Investigating the Mysteries of Venus

The first spacecraft to travel beyond Earth's moon, the U.S. probe Mariner 2, passed within 34,760 kilometers (21,600 miles) of Venus in December 1962. Mariner 2's microwave radiometer detected a surprising amount of heat, in the form of infrared radiation, seeping up from beneath the layer of clouds that surrounds the planet. This discovery shattered the theory that the climate of Venus was similar to the Earth's. Measurements by subsequent spacecraft showed that the atmosphere of Venus consists mainly of carbon dioxide and that the atmospheric pressure at the surface is 90 times higher than sea-level air pressure on Earth. This enormous blanket of carbon dioxide produces an intense greenhouse effect: The atmosphere lets sunlight reach the surface but prevents that energy—converted to infrared radiation by the heated planet—from escaping back into space. Due to the greenhouse effect, the average surface temperature of Venus is 462 °C (864 °F), hot enough to melt lead.

But had it always been like that? The answer to this question had to await the December 1978 arrival of two NASA spacecraft—Pioneer Venus 1, an orbiter, and Pioneer Venus 2, which carried four atmospheric probes. During its descent through Venus's atmosphere, one of the atmospheric probes measured a surprisingly large amount of deuterium—an isotope (variant form) of hydrogen—relative to normal hydrogen. This discovery led scientists to theorize that there had once been large amounts of water on Venus.

Several billion years ago, many scientists now believe, an ocean existed on Venus, and the climate was perhaps only somewhat hotter than Earth's is today. The heat, however, was sufficient to cause water from Venus's ocean to evaporate in large quantities. The vapor drifted into the upper atmosphere, where the water molecules were broken apart into hydrogen and oxygen by ultraviolet light from the sun. Only a tiny fraction of ocean water contains deuterium rather than normal hydrogen. The normal hydrogen, however, because it is lighter than deuterium, escaped Venus's atmosphere more easily. As a result, the atmosphere of Venus today is left with a large proportion of deuterium—the ghostly echo of an ocean long gone.
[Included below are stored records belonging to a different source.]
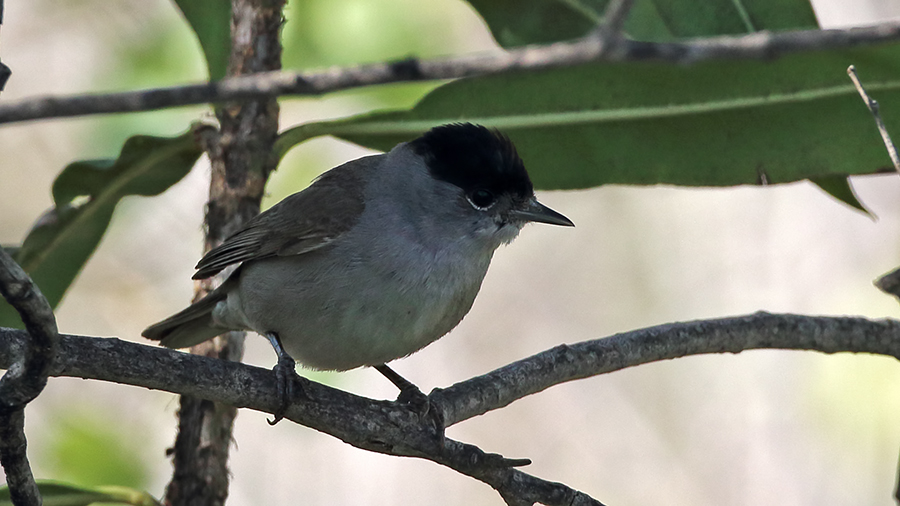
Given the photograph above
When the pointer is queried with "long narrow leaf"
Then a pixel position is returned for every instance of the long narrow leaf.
(717, 123)
(85, 196)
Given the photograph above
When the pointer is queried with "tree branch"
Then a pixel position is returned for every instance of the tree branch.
(240, 165)
(391, 428)
(594, 48)
(25, 377)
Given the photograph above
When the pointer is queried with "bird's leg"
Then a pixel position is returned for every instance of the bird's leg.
(285, 373)
(414, 398)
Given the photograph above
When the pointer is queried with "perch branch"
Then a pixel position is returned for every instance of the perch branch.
(391, 428)
(25, 377)
(760, 45)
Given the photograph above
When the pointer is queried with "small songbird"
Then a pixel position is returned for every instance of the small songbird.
(376, 259)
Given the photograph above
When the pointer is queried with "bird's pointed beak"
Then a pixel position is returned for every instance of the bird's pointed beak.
(539, 213)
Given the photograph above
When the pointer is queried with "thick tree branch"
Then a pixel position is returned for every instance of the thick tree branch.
(391, 428)
(732, 335)
(25, 378)
(594, 48)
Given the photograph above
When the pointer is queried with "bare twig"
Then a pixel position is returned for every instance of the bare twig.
(393, 429)
(873, 108)
(25, 378)
(760, 45)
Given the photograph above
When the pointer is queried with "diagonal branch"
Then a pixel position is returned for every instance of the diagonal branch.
(26, 376)
(594, 48)
(390, 428)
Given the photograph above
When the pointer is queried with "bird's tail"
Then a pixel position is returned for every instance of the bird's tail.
(191, 326)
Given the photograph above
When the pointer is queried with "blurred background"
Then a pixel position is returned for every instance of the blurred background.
(755, 428)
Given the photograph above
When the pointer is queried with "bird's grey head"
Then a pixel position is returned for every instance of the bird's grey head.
(494, 188)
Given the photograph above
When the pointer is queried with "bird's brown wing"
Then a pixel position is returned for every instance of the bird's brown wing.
(300, 223)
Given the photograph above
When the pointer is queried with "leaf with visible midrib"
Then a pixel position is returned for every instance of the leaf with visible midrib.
(519, 22)
(716, 123)
(85, 195)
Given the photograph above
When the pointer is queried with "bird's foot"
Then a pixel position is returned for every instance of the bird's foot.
(285, 376)
(416, 401)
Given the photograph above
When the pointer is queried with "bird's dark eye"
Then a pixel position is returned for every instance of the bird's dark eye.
(482, 199)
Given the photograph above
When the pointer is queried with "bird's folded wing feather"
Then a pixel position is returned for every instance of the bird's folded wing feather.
(300, 223)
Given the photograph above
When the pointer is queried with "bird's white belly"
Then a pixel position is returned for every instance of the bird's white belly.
(354, 315)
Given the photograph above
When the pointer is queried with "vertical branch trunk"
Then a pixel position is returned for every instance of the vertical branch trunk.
(239, 153)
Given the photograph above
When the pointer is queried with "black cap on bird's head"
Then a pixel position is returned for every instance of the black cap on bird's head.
(474, 157)
(484, 164)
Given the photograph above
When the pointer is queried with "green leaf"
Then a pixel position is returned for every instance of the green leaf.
(716, 123)
(211, 21)
(840, 188)
(62, 494)
(85, 195)
(520, 22)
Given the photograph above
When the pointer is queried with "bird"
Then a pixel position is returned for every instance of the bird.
(373, 261)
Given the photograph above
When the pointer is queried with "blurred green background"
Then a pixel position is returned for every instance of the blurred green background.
(760, 427)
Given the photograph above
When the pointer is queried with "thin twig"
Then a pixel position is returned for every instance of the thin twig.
(873, 108)
(393, 429)
(25, 378)
(761, 45)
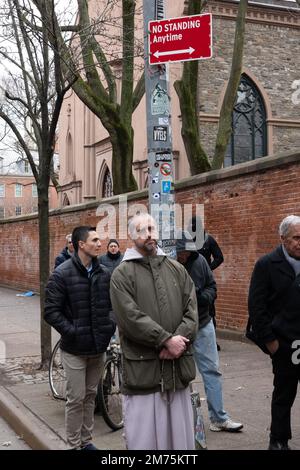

While the ocean evaporated, carbon dioxide from within the planet was building up in the atmosphere. On Earth, carbon dioxide is constantly being removed from the atmosphere by rainfall and plants and by the weathering of rocks to form compounds called carbonates. With none of these processes operating on Venus, the result was an overabundance of carbon dioxide and a runaway greenhouse effect.

Although the Pioneer Venus probes told scientists much about Venus's atmosphere, the surface of the cloud-shrouded planet remained a mystery. It was not until 1984 that the veil began to lift. In that year, twin orbiters launched by the Soviet Union—Venera 15 and Venera 16—successfully mapped about a fourth of Venus's surface using cloud-penetrating radar. The maps revealed a geology unlike anything seen on Earth. Volcanic activity was revealed in several huge regions of fractures on the surface, large volcanoes, and lava flows. But there was virtually no sign of the kinds of long, organized ridges and trenches that on Earth are characteristic of plate tectonics (the slow movement of rock plates making up our planet's crust).

More extensive mapping of Venus was carried out by NASA's Magellan spacecraft, which began orbiting Venus in 1990. Armed with synthetic aperture radar—an advanced kind of radar that can scan a planet's surface in much greater detail—Magellan mapped virtually the entire surface of Venus. The mountains of Venus shown in Magellan's images have an eerie incompleteness to them; they lack the canyons, gullies, and valleys that water carves into the mountainous regions of the Earth. The absence of such features confirmed that Venus has been without liquid water for most of its geologic history.

Magellan's radar maps also showed that the surface of Venus, compared to other rocky, waterless bodies in the solar system, is pocked by relatively few meteorite craters. Furthermore, the cratering is uniform across the entire surface—no one area has significantly more or fewer craters than any other area. To some geologists, these findings indicate that the surface of Venus is probably relatively young in geologic terms and that the entire present surface of Venus probably formed at about the same time. But what kind of cataclysmic event could have caused the resurfacing of an entire planet remains a mystery. One theory holds that heat builds up within the planet and that every few hundred million years, the entire crust breaks apart, melts, and then re-forms.